Dado su patrón de conexiones con la amígdala, existiría una diferencia en las funciones de la COF y la CCA: como la COF recibe más proyecciones de la amígdala y la CCA envía más proyecciones a la amígdala (macacos, Ghashghaei et al., 2007; humanos, Roy et al., 2009), la primera tendría un valor más sensorial o perceptual evaluando el valor motivacional y afectivo de los estímulos mientras que la segunda tendría una relación más importante con las acciones o respuestas (hay que tener en cuenta que la CCA tiene sus principales conexiones de salida con centros autónomos del tronco del encéfalo y de la médula espinal implicados en la expresión de emociones como vocalizaciones) (Rosell y Siever, 2015, Timbie y Barbas, 2014). Es importante destacar que la COF contiene una conexión especializada con la amígdala, a través de las masas intermedias de esta, que activaría centros del tronco del encéfalo y de la médula espinal implicados en la activación emocional y en el retorno a una situación emocional previa disminuyendo dicha activación. Este circuito permitiría explicar la excitación emocional (incremento de frecuencia respiratoria y cardiaca, etc.) en situaciones de comportamiento agresivo.

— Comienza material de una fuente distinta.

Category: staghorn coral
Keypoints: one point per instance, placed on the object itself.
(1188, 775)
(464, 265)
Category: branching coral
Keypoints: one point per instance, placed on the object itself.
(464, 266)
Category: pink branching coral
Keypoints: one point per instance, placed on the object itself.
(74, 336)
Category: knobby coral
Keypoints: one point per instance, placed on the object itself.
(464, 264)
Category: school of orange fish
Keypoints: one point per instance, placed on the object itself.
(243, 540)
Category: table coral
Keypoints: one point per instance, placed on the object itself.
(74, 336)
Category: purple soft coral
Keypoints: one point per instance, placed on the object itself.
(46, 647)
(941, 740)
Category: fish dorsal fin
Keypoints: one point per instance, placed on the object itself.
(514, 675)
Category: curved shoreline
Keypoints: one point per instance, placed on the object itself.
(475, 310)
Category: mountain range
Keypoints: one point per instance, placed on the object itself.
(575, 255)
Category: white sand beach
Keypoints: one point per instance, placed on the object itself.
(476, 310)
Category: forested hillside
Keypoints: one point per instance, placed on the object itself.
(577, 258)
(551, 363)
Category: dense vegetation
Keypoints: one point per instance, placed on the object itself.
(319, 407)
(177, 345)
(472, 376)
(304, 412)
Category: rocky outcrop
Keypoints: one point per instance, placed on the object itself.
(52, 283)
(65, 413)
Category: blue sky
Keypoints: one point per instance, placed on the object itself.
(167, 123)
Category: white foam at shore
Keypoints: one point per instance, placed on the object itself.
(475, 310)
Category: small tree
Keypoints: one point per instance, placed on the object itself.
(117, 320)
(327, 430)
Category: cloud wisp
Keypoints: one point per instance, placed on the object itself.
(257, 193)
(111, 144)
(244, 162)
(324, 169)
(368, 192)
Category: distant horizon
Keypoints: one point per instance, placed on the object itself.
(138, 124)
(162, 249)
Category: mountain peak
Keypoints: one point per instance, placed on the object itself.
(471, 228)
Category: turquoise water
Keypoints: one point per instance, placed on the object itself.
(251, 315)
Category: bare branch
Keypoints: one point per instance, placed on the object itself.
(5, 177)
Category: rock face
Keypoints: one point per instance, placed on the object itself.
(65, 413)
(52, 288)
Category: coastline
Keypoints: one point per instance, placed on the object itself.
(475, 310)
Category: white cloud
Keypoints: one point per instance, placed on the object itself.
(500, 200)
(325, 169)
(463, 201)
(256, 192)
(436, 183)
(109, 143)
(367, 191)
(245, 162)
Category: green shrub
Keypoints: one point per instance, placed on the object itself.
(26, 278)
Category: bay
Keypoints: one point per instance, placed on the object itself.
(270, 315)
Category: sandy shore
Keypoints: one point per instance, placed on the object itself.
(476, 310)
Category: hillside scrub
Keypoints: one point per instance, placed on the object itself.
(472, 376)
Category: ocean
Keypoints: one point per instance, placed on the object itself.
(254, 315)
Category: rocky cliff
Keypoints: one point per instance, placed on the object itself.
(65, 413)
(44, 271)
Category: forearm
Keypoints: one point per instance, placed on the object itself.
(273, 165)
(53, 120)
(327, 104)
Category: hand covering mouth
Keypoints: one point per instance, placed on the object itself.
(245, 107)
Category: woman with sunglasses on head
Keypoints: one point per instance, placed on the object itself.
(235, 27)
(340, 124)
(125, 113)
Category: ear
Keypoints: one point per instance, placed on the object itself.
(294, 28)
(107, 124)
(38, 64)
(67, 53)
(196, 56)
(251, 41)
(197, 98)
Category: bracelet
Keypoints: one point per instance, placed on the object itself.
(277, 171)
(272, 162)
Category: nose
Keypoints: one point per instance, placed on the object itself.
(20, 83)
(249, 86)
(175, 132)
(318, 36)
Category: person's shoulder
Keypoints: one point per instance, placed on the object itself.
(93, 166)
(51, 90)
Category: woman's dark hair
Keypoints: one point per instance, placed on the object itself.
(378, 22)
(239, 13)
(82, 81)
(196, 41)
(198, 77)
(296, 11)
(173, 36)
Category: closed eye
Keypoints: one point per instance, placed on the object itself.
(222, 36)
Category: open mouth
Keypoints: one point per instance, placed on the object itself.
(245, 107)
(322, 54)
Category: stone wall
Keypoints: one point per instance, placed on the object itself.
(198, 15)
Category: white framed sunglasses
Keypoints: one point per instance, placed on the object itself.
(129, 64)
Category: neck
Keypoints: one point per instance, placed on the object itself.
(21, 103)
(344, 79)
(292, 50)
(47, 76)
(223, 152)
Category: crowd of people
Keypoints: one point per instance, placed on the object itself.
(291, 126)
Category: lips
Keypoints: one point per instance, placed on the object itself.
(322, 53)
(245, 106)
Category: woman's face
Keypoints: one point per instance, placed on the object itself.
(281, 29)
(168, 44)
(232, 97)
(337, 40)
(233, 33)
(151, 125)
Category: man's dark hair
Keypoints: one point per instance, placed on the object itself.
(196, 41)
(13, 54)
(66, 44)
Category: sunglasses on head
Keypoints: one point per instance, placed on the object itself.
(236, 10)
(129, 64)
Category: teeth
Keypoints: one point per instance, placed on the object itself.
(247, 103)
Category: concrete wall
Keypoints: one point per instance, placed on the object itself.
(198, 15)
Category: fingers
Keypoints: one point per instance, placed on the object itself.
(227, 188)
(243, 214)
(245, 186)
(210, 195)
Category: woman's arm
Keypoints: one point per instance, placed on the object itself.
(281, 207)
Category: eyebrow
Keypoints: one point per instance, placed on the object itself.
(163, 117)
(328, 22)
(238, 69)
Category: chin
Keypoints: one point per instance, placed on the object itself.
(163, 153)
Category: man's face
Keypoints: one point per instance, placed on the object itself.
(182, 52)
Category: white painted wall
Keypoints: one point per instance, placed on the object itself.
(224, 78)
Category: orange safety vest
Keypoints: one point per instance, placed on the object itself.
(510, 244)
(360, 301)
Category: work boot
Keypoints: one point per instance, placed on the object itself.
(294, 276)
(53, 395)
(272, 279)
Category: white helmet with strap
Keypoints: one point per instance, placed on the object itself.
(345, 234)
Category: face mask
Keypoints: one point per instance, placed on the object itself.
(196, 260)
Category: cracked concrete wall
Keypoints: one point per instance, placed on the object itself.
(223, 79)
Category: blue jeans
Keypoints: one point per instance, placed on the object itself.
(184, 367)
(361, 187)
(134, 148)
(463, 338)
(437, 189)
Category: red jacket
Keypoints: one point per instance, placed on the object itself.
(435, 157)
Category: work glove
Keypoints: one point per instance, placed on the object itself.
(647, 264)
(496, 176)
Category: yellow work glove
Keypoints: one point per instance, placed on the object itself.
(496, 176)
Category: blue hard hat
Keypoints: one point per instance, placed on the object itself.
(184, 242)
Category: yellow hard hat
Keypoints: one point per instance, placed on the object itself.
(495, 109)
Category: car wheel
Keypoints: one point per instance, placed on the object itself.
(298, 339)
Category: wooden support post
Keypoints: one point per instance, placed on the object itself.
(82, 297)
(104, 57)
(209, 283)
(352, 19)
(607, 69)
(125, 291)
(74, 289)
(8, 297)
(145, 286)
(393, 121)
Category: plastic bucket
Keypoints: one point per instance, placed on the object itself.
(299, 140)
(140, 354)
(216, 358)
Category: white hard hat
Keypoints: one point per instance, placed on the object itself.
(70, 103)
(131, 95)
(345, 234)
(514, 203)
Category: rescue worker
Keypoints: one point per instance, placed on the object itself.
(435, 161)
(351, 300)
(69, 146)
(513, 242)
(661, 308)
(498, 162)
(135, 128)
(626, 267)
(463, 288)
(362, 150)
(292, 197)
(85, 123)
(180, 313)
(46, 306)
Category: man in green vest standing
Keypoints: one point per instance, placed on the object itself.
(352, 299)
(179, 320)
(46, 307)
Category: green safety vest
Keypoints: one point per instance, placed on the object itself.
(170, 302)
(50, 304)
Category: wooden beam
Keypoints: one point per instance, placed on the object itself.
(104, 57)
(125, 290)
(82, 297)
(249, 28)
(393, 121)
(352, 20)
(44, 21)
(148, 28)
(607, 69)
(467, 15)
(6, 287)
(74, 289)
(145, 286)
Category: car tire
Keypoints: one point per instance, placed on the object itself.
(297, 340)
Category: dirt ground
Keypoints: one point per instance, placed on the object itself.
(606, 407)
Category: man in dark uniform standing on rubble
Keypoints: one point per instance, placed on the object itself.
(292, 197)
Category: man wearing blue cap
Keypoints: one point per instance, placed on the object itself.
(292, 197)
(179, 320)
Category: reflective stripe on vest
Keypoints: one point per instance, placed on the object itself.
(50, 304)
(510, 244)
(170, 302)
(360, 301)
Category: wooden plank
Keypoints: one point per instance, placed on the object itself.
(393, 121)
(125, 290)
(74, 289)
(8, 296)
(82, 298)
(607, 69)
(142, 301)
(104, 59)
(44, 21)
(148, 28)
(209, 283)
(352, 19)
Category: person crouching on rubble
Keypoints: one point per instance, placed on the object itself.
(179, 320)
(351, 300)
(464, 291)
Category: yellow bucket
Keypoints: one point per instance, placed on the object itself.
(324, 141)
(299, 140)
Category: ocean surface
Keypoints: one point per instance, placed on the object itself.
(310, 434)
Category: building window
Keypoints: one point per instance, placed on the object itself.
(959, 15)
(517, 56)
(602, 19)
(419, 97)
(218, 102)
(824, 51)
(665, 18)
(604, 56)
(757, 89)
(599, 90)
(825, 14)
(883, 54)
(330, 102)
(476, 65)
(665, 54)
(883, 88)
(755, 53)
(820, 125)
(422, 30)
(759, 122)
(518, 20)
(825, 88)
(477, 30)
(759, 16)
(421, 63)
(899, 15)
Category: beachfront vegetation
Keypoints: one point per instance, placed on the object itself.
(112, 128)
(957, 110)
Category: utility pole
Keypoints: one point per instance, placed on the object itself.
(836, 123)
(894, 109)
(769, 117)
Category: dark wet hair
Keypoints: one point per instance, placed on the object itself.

Estudios de daño cerebral en la CPF y agresión. En la literatura neuropsicológica se han encontrado ejemplos de agresión impulsiva tras daño a la COF ya sea durante la infancia/adolescencia (Anderson et al., 1999, Boes et al., 2011, Eslinger et al., 2004, Mitchell et al., 2006) o durante la edad adulta (Bechara et al., 2000, Benton, 1991, Berlin et al., 2004, Grafman et al., 1996, Hornak et al., 2003, Szczepanski y Knight, 2014) (tabla 1).
Estudios de neuroimagen estructural de la CPF y agresión. Se han encontrado disminuciones del volumen de sustancia gris en la COF en sujetos adultos de una muestra criminal que mostraba psicopatía (Boccardi et al., 2011, Ermer et al., 2012), en adolescentes varones encarcelados con caracteres psicopáticos (Ermer et al., 2013), en delincuentes violentos (Tiihonen et al., 2008), y en psicópatas sin éxito (que no han podido evitar condenas criminales) (Yang, Raine, Colletti, Toga y Narr, 2010) (tabla 2) (véase también revisión de diversos estudios en Yang, Glenn y Raine, 2008).